Overlapping Geographies: Monasteries and Rural Society in Early Islamic Iraq
Jeffrey Haines (Ph.D Candidate in the History Department at the University of Washington, Seattle)
June 18, 2019 6:00 pm (c.t.), Universität Hamburg, Edmund-Siemers-Allee 1, AS-Saal, 20146 Hamburg
Abstract: The early Islamic Empire’s policy of religious tolerance meant that Christians, Sabians, Jews and others continued to constitute majority populations of entire regions for centuries after the initial conquest. This was particularly true of the hills north of Mosul, where the rugged terrain and an abundance of Christian monasteries created a rich literary tradition focused on monastic rather than urban centers. This alternative tradition gives a glimpse into the world of the Islamic countryside and its everyday affairs, far from the concerns of cities and courts.

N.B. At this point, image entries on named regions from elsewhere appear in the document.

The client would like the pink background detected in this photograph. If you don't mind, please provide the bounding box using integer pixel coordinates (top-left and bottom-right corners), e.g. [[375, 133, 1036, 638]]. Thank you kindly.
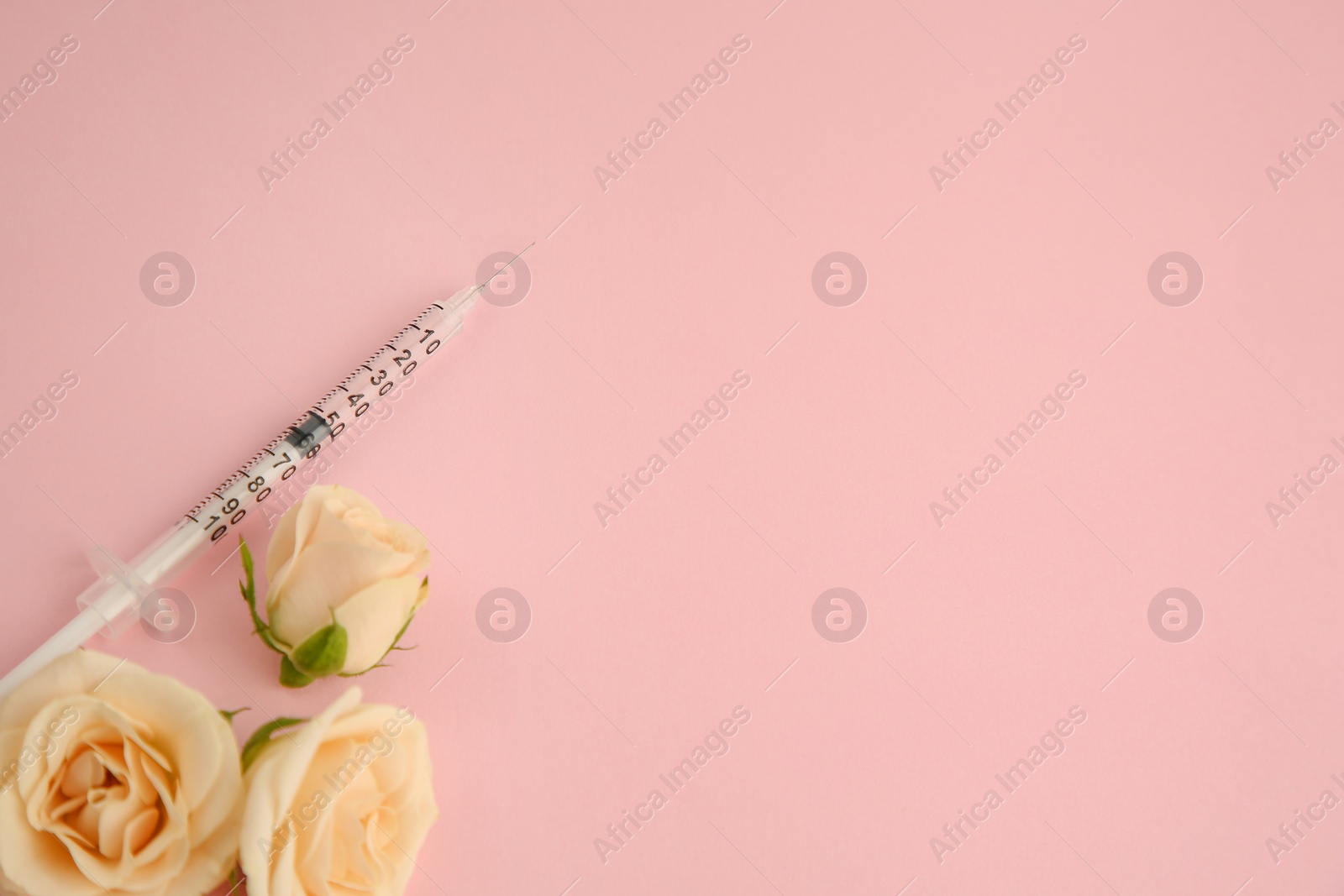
[[0, 0, 1344, 896]]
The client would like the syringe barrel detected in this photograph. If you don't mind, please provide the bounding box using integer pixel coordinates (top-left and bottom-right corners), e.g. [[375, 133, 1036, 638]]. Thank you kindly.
[[0, 286, 482, 700], [184, 286, 480, 544]]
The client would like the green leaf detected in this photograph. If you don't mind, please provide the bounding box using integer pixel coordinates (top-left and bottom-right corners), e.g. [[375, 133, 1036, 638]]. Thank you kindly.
[[244, 719, 307, 773], [238, 536, 285, 652], [280, 657, 313, 688], [289, 612, 349, 679]]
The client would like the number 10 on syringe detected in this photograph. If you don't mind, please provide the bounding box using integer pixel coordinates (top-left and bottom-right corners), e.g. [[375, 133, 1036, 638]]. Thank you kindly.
[[0, 283, 480, 699]]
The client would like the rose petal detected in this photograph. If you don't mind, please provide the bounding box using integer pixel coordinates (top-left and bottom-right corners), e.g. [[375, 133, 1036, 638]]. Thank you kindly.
[[336, 574, 428, 674]]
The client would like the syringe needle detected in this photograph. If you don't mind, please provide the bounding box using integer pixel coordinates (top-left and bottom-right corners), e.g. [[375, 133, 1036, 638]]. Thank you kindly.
[[0, 283, 484, 700], [472, 239, 536, 296]]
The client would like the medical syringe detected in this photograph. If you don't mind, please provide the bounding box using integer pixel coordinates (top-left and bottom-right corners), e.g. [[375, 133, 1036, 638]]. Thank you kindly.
[[0, 265, 507, 700]]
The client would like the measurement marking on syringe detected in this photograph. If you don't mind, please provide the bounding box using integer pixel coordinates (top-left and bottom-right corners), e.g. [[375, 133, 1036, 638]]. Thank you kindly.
[[0, 287, 480, 701]]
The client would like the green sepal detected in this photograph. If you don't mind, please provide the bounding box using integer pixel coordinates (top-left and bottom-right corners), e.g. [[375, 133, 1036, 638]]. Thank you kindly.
[[338, 576, 428, 679], [280, 657, 313, 688], [289, 611, 349, 679], [242, 719, 307, 773], [238, 536, 285, 652]]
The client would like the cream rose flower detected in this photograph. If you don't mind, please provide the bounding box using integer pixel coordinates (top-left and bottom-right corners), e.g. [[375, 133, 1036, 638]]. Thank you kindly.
[[240, 688, 438, 896], [244, 485, 428, 686], [0, 650, 244, 896]]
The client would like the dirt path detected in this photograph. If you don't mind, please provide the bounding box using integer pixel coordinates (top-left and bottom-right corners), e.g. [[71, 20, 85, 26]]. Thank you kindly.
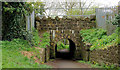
[[45, 58, 91, 68]]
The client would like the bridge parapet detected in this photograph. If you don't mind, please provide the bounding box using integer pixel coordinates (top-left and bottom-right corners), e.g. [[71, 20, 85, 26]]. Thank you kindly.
[[36, 15, 96, 58]]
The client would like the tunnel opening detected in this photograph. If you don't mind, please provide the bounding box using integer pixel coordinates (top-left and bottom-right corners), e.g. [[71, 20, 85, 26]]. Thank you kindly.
[[55, 39, 76, 59]]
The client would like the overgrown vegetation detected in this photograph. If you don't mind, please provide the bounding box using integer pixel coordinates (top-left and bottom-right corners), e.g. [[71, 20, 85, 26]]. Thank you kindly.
[[2, 39, 50, 68], [39, 32, 50, 48], [81, 27, 120, 50], [78, 60, 120, 70], [2, 2, 44, 40]]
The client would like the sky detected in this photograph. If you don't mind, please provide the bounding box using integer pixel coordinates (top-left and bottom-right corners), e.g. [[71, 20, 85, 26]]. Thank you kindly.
[[41, 0, 120, 7], [95, 0, 120, 7]]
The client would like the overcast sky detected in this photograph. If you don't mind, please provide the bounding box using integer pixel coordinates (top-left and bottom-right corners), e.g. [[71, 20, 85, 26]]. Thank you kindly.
[[41, 0, 120, 7]]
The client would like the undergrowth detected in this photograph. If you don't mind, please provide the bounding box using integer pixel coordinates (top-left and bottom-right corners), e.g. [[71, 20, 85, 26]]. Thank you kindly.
[[1, 32, 50, 68], [80, 27, 120, 50]]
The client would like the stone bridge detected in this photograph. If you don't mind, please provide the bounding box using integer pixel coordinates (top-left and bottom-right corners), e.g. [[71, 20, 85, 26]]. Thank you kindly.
[[36, 15, 96, 59]]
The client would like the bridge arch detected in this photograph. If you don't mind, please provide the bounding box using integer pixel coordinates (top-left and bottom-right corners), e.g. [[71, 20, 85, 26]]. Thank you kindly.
[[55, 38, 76, 59]]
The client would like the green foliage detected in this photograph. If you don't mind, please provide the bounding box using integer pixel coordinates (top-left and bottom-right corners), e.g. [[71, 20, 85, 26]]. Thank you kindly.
[[2, 2, 44, 40], [81, 27, 120, 50], [80, 29, 106, 44], [57, 41, 69, 50], [2, 2, 27, 40], [39, 32, 50, 48], [31, 29, 40, 47], [26, 2, 45, 15], [78, 60, 120, 70], [2, 39, 50, 68], [108, 13, 120, 26]]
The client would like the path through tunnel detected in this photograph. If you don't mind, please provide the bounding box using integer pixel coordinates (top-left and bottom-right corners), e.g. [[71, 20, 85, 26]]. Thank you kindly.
[[55, 39, 76, 59]]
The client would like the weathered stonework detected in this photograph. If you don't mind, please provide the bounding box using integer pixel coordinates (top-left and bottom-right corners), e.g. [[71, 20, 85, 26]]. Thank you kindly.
[[36, 16, 96, 59]]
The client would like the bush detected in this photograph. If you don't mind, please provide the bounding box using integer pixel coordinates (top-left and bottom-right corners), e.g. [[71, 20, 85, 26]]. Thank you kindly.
[[81, 27, 120, 50]]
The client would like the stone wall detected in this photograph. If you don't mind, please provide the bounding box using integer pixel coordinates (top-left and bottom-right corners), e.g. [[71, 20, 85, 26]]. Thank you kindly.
[[36, 15, 96, 59]]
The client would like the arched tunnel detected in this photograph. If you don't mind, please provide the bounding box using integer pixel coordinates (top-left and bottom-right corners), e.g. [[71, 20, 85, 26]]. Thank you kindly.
[[55, 39, 76, 59]]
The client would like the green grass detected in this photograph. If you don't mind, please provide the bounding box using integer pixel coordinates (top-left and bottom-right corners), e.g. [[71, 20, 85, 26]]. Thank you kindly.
[[0, 43, 2, 70], [78, 60, 120, 70], [2, 39, 50, 68]]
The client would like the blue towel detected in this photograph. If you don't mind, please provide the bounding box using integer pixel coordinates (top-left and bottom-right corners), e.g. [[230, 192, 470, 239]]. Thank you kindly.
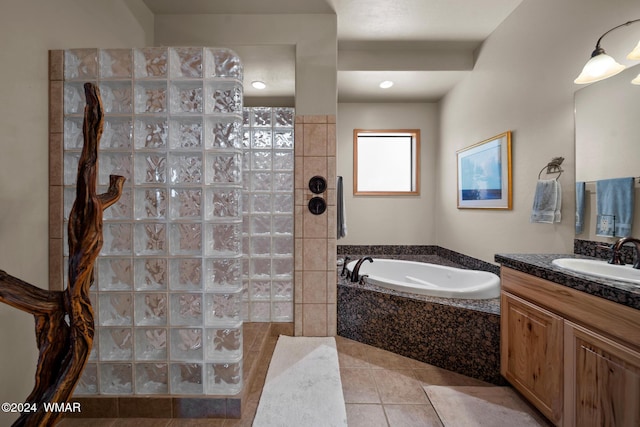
[[596, 178, 634, 237], [576, 181, 585, 234]]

Using a series of East Syrian hagiographies written between the 7th and the 10th century AD (1st-4th century AH), this paper will reconstruct some of the ways that rural Christian populations imagined their place in the early Islamic world. Rather than depicting themselves as merely the outlying hinterlands of cities like Mosul and Baghdad, the authors of these hagiographies consistently described themselves squarely at the heart of several overlapping networks – local, sacred, and ecclesiastical – demonstrating both how lowland cities exerted a pull on groups in the countryside and how those groups themselves contextualized and reinterpreted that influence.
Jeffrey Haines is a Ph.D Candidate in the History Department at the University of Washington, Seattle. His research project, titled: Mosul’s Hinterland: Monastery and Village in Early Islamic Iraq and Anatolia, uses Syriac monastic histories to examine the relationship between rural communities, spiritual centers, and the broader Islamic world.